Public records and prior statements describe a compressed timeline that intensified scrutiny. Family members told reporters they believed Beauchamp still showed signs of life at home. The fire department said its crews documented a lack of vital signs consistent with death and contacted a physician who authorized cessation. The funeral home’s discovery hours later prompted a new emergency response and raised questions about handoffs between agencies. Hospital physicians later documented severe anoxic injury. The precise role of the initial medical crisis versus any delays in advanced care remained a central dispute between the parties.
Southfield leaders characterized the payout as a practical resolution. City officials have previously said they stand by the department’s broader training and noted that policies have been reviewed. The settlement includes no admission of liability, a common feature in municipal agreements. Attorneys for the family said the payment acknowledges the harm and helps cover years of medical and legal costs. The amount will be routed through city insurers and municipal accounts on a schedule set by the agreement, according to people familiar with the process.
The case also became a reference point for EMS agencies and medical examiners examining pronouncement protocols. Experts interviewed in filings and media accounts highlighted routine steps that can reduce error: confirming asystole in multiple leads, assessing for residual respiratory effort, and considering transport when uncertainty remains. They also noted that rare instances of delayed return of circulation can complicate field decisions. The Southfield incident, arriving during a pandemic surge, amplified those debates as departments weighed scene time, exposure risks and hospital capacity.
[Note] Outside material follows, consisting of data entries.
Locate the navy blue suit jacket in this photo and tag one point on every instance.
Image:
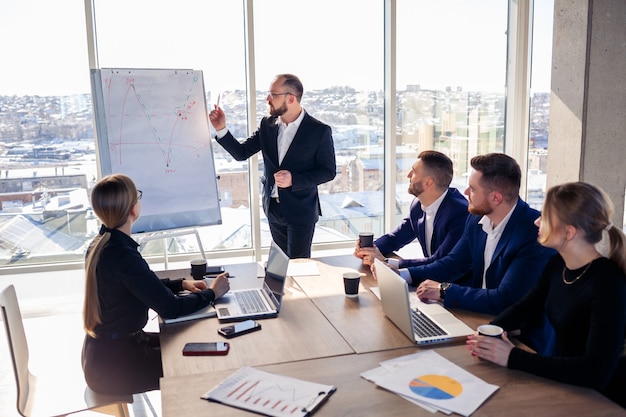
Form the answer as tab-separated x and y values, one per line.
310	159
515	267
448	227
The funeral home’s role drew attention because staff were the first to notice signs of life after the initial pronouncement. Employees halted preparations and called for help, a sequence relatives have recounted in public statements. That detail, coupled with Beauchamp’s age and medical history, fueled local and national coverage. Community members in Southfield said the story lingered in civic meetings and church discussions long after the 2020 headlines as people sought clarity on how such a reversal could happen.
After the appeals ruling, lawyers prepared to depose medics, supervisors and the physician who pronounced death by phone. Subpoenas were issued for dispatch audio, cardiac monitor downloads and internal emails. As negotiations advanced, the city and the family agreed to resolve the case for $3.25 million. Court administrators are expected to enter a dismissal with prejudice once funds are transferred and any liens are settled. Any professional licensing matters that remain will be handled by state boards, separate from the civil resolution.
On the block where the 2020 call began, neighbors recalled sirens on a quiet Sunday and the late-night arrival of a private removal service. In interviews over the years, relatives described pleading with responders who, they believed, still felt a faint pulse. Those moments became exhibits in filings and testimony. Local emergency leaders said the episode prompted renewed training on field pronouncements and communication with families. At the funeral home, staff members said they still think about the call that changed the trajectory of a case in minutes.
As of Thursday, Southfield had not announced plans for a detailed public briefing about the agreement. The clerk’s office is expected to process final paperwork after the settlement funds are disbursed. For Beauchamp’s family, the legal conclusion arrives more than five years after the day she was declared dead at home, found alive at a funeral home and later died at a hospital in Detroit.
Author note: Last updated January 9, 2026.